Князь Любомирский доставил
мне первые сведения о Бининском. Извещённый об исходе дуэли, тот умчался в ярости, поклявшись убить меня повсюду, где бы я ему ни попался. Сперва он кинулся к Томатису, где находились в это время князь Любомирский и граф Мощинский. Томатис не сумел сказать Бининскому, где я нахожусь, и полковник в ярости разрядил в него в упор свой пистолет. Граф Мощинский бросился на Бининского, но тот, обнажив саблю, одним ударом отшвырнул его, оставив ему шрам на лице и выбив три зуба.— А вам удалось ускользнуть? — спросил я князя.
— Не тут-то было, — продолжал Любомирский. — Он схватил меня за воротник, приставил пистолет к груди и вынудил сопровождать его до лошади — боялся, что люди Томатиса схватят его... Ваша дуэль наделала много шума. Говорят, помимо прочего, что уланы поклялись отомстить за своего командира. Поздравьте себя с тем, что вы находитесь здесь: великий гетман приказал окружить монастырь драгунами — под предлогом вашего ареста, а на самом деле, чтобы оградить вас от улан, готовившихся атаковать монастырь.
— А что Браницкий, как его дела? — спросил я.
— Он погибнет, если пуля задела внутренности — доктора выясняют это... Он находится у канцлера, король всё время рядом с ним. Свидетели дуэли утверждают, будто ничто иное, как ваша угроза пробить Браницкому голову, стоила ему жизнь — и спасла вашу: чтобы прикрыть череп, Браницкий был вынужден принять неестественную позу, иначе он прострелил бы вам сердце. Глаз у него точный, я сам видел однажды, как он разрезал пулю пополам, угодив в лезвие ножа.
— Есть ещё одно обстоятельство, — сказал я, — по меньшей мере, столь же для меня счастливое: мне удалось избежать встречи с этим безумцем Бининским... И ещё то, что я не убил графа на месте — его люди тут же меня прикончили бы... Вы видите, как взволновало меня ваше сообщение о том, что пришлось перенести моим друзьям, но ведь Томатис уцелел, а это доказывает, что пистолет бешеного полковника был заряжен одним только порохом...
В это время доложили о приходе посланца воеводы Руси; он вручил мне записку короля — его господину. Я заботливо сохранил эту записку; вот она:
«Дорогой дядя, Браницкий умирает. Но я не забываю о Казанове — передайте ему, что он может рассчитывать на милость, что бы ни случилось».
Я облил слезами это драгоценное письмо и попросил оставить меня одного, ибо крайне нуждался в отдыхе.
Час спустя Кампиони принёс оставленный мною ему пакет; он повторил рассказ князя Любомирского.

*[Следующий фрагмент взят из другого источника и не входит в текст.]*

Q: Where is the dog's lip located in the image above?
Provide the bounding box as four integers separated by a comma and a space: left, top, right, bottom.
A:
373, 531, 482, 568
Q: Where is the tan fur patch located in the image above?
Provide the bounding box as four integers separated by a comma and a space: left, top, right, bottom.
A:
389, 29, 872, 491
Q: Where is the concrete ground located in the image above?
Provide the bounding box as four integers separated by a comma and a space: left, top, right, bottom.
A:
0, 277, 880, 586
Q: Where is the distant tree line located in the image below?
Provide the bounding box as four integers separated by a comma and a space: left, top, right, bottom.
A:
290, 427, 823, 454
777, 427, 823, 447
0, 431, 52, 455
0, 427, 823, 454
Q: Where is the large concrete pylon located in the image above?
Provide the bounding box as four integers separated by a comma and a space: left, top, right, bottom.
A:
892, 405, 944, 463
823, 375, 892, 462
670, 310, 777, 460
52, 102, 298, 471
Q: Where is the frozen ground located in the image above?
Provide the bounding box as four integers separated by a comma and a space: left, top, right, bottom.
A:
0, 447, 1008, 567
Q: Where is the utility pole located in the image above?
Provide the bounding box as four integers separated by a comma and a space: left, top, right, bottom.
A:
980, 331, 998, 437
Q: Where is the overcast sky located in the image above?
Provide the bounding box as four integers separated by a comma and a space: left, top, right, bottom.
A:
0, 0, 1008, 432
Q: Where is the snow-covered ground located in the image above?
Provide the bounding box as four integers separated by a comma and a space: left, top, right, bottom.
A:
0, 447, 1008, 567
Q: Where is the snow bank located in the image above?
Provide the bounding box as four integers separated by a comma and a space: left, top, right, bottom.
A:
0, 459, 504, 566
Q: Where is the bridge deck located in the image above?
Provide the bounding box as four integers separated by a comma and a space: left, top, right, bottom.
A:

На следующий день мне стали наносить визиты и предлагать свои услуги враги Браницкого — они были многочисленны, следует признать. Каждый открывал мне свой кошелёк, но я отказывался принимать что-либо. Это было настоящим подвигом с моей стороны, ибо пять-шесть тысяч дукатов пришлись бы мне как нельзя более кстати.
Кампиони нашёл моё бескорыстие странным — впоследствии я не раз думал, что он был, пожалуй, прав, и всерьёз упрекал себя за то, что разыгрывал спартанца. Я согласился принять лишь накрываемый на четверых стол, который на всё время моего выздоровления предоставил в моё распоряжение князь Чарторыйский. Согласился исключительно ради того, чтобы удерживать рядом с собой нескольких друзей — сам я не ел ничего.
Диету прописал мне мой хирург, но не голод терзал меня. В первый же день моя рука неожиданно распухла, рана почернела, и хирурги, увидев в этом предвестие гангрены, сошлись на том, что кисть руки следует ампутировать.